Papers filed in the ongoing lawsuit between Kentucky Speedway, International Speedway Corporation and NASCAR reveal that ISC declined at least one offer to purchase the track, because it did not mesh with the sanctioning body’s expansion plans.
In a legal brief filed Tuesday, attorneys claim that former Kentucky Speedway owner Jerry Carroll attempted to sell the track to ISC beginning in 1999 for $186 million; far more than the $78.3 million rival Speedway Motorsports, Inc., paid for the track earlier this year. ISC declined the offer, saying that a race in that market “would not further NASCAR’s expansion goals.”
Attorneys also repeated their longstanding contention that as a private company, NASCAR has the right to choose where and when it races, saying NASCAR and ISC did not violate antitrust laws by denying a race to Kentucky Speedway. Final arguments have yet to be filed by either side, meaning that hearings will likely not begin until January of next year, at the earliest.
In an interesting aside, figures cited in this week’s filing claim that in 206, a NASCAR Sprint Cup Series race was worth $6.51 million to a track operator.
Benson Moving?: ESPN.com reported today that NASCAR Craftsman Truck Series point leader Johnny Benson will leave Bill Davis Racing at the end of this season.
Spokespersons for Bill Davis Racing declined to comment on the story, which cited a source close to Benson.
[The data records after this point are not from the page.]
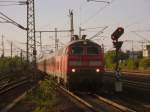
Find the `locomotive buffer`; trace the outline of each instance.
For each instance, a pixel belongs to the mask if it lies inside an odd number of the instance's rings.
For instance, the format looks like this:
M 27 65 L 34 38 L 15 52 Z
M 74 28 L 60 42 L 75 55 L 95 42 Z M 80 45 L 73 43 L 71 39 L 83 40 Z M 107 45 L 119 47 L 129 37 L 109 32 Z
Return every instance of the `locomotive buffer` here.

The team did announce yesterday that 19-year old Tayler Malsam will drive a fourth Toyota Tundra for them on the Truck Series next year.
Benson has made no announcement about his 2009 plans, but has hinted that retirement could be an option. The 1995 NASCAR Nationwide Series champion will join us Thursday on Sirius Speedway.
Hendrick Layoffs:The economic downturn has reached the doorstep of NASCAR’s top team, as Hendrick Motorsports underwent what is being termed "a modest round of layoffs" this week that included Jimmie Johnson's spotter, Stevie Reeves. Reeves confirmed Tuesday that he has been informed that he will not return to the #48 team next season, and has already been contacted by other teams about the 2009 campaign. Reeves will spot for Johnson in the final two races at Phoenix and Homestead-Miami Speedways.
And Finally: O'Reilly Auto Parts has signed an exclusive, multi-year agreement to become the Official Auto Parts Retailer of NASCAR. The agreement allows for O'Reilly Auto Parts to utilize NASCAR marks and marketing programs in its stores and related media. O'Reilly will become a contingency sponsor, and provide season-ending awards in both the NASCAR Sprint Cup Series and NASCAR Camping World Truck Series. The auto parts chain sponsored six NASCAR races this season, including Sprint Cup and Nationwide Series events at Texas and Phoenix.